Recovering From Disaster

Pizza Marketplace.com:

In the summer of 2007, Margaret Cruz learned the importance of planning for emergencies. Her pizzeria, Margarita’s Pizzeria in State College, Pa., was destroyed by a fire.

She was on her way to work when she got the call.

“One of my employee’s dad is a fireman,” Cruz said. “He heard about the fire on the scanner. I couldn’t believe it was happening.”

It took Cruz about 10 minutes to drive to the pizzeria. By that time, her business was engulfed in flames.

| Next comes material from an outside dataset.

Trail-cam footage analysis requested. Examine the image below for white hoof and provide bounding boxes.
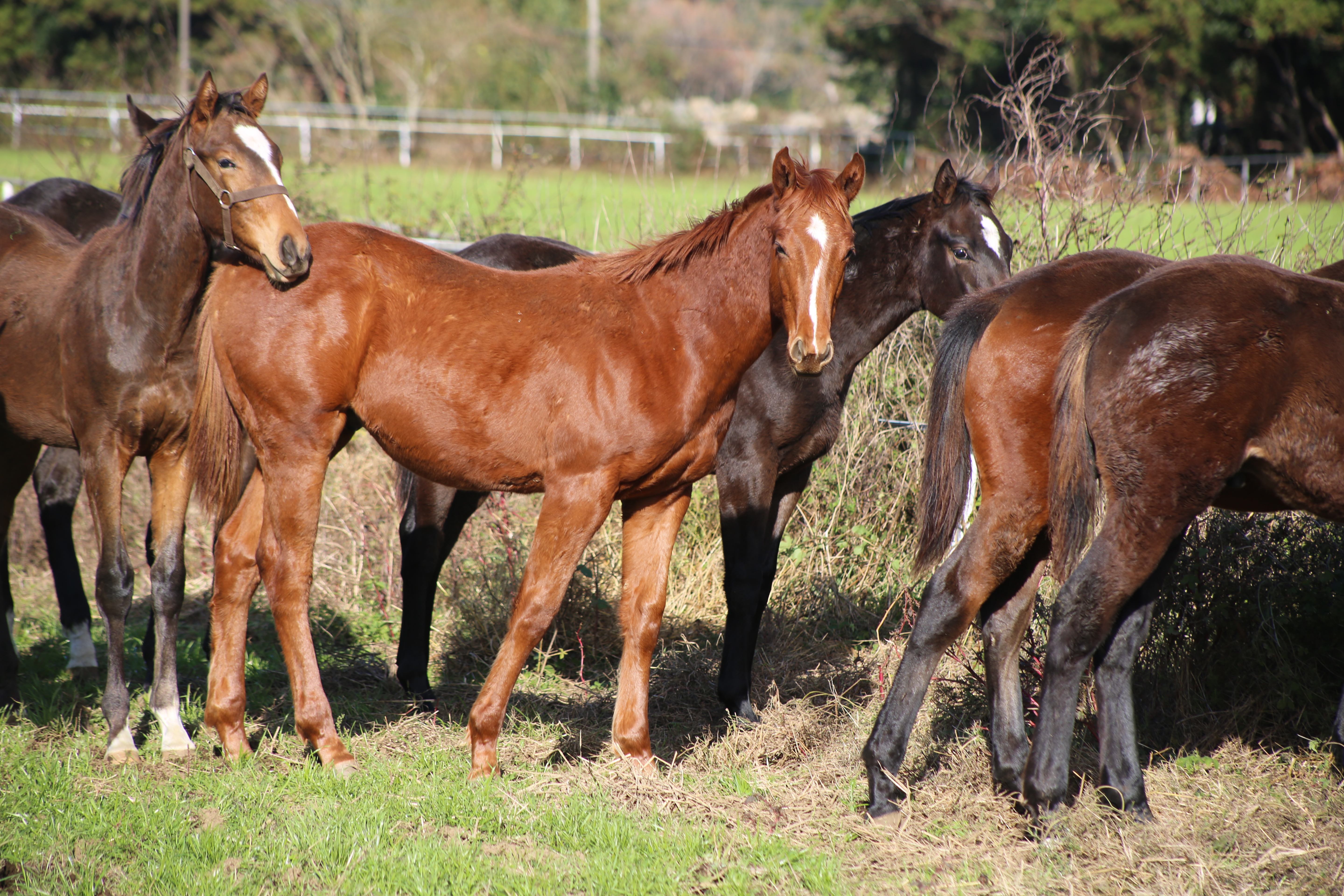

Experts in disaster prevention recommend that operators like Cruz write an emergency plan to better cope with crime, fires or natural disasters if they occur. Having such a plan in place, they say, is the key to protecting a business and its future.

While no one likes to think about the devastation a disaster can create, fires, earthquakes and tornados do happen. According to the U.S. Department of Homeland Security, the number of declared major disasters nearly doubled in the 1990s compared to the previous decade.

“The irony of (emergency planning) is you want to be prepared for something, but it’s not like you want to practice being prepared for it,” said Andrew Hatzis, vice president of operations and training for ADIR Restaurants Inc., master franchisor of fried chicken restaurant Pollo Campero. “You want to be prepared for something, but at the same time, you hope it’s never something that happens to you.”